Thomas M. Siebel, executive chairman of C3.ai (NASDAQ: AI), executed a sale of 23,435 shares of Class A common stock on March 12, 2026, according to regulatory filings. The transactions totaled approximately $213,492, with execution prices ranging from $9.055 to $9.16 and a reported average sale price of $9.11 per share.
The Form 4 filing also shows that on March 11, 2026, Siebel acquired 44,766 shares of Class A common stock as a result of Restricted Stock Units vesting. The sale therefore followed closely on the heels of that automatic grant vesting.
Market context for the trades underscores the stock's weakness. At the time of reporting the stock was trading near $8.91, remaining close to its 52-week low of $7.72 and down roughly 59% over the prior 12 months. The timing of insider transactions amid a prolonged share-price decline is notable to investors monitoring both insider activity and company fundamentals.

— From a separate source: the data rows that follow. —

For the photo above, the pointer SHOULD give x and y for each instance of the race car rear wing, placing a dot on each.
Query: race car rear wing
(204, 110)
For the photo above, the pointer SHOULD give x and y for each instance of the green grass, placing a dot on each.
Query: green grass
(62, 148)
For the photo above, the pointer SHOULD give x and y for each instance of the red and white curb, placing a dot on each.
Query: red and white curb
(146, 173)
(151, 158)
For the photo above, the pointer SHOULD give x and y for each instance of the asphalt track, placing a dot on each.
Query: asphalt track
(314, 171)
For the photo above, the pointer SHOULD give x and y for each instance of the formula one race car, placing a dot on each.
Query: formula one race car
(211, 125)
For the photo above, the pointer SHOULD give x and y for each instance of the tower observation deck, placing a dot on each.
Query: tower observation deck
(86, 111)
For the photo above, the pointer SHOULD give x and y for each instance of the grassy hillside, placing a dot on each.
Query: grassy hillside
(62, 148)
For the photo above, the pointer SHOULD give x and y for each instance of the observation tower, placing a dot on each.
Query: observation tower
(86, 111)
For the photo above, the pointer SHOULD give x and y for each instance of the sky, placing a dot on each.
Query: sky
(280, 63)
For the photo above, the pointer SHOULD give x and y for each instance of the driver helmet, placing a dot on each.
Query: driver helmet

Separately, C3.ai has been confronting material operational and financial challenges. The company reported third-quarter fiscal 2026 results that missed consensus expectations by a wide margin. That performance led DA Davidson to cut its price target to $7 while keeping an Underperform rating.
Wolfe Research flagged a roughly 30% revenue shortfall versus targets, citing weak sales execution and the absence of non-recurring subscription revenue as primary factors behind the miss. Canaccord, while lowering its price target to $7, recorded a bright spot in bookings within federal, defense and aerospace verticals, which grew 134% year-over-year, but nonetheless pointed to concern over an overall revenue decline.
C3.ai's guidance for its fiscal fourth-quarter revenue was provided in a range of $48 million to $52 million. That outlook sits well below the analyst estimate of $77.47 million and prompted a one-day share-price decline of 22.7%. In response to the earnings and guidance misses, KeyBanc reduced its price target to $6, highlighting significant third-quarter revenue misses and execution issues that affected fourth-quarter guidance.
Analysts noted some recent contract activity, including agreements with the USDA and ExxonMobil, but commentary from research firms suggests that those bookings have not yet meaningfully altered the firm's near-term revenue trajectory. Overall, the combination of large revenue misses, lowered guidance and successive analyst price-target reductions has left the stock under pressure and raised questions among investors about near-term execution.
What the filings show
- Siebel sold 23,435 shares on March 12, 2026, at prices between $9.055 and $9.16, aggregating to about $213,492.
- On March 11, 2026, Siebel received 44,766 shares from the vesting of Restricted Stock Units.
- The stock trades near $8.91, close to a 52-week low of $7.72, and is down 59% over the past year.
The filings and analyst notes together paint a picture of a company wrestling with execution and revenue trends while insiders carry out routine post-vesting transactions. Investors concerned with enterprise software, AI platform vendors and related technology-sector credit and equity risk may monitor further filings and quarterly performance updates for signs of stabilization or further deterioration.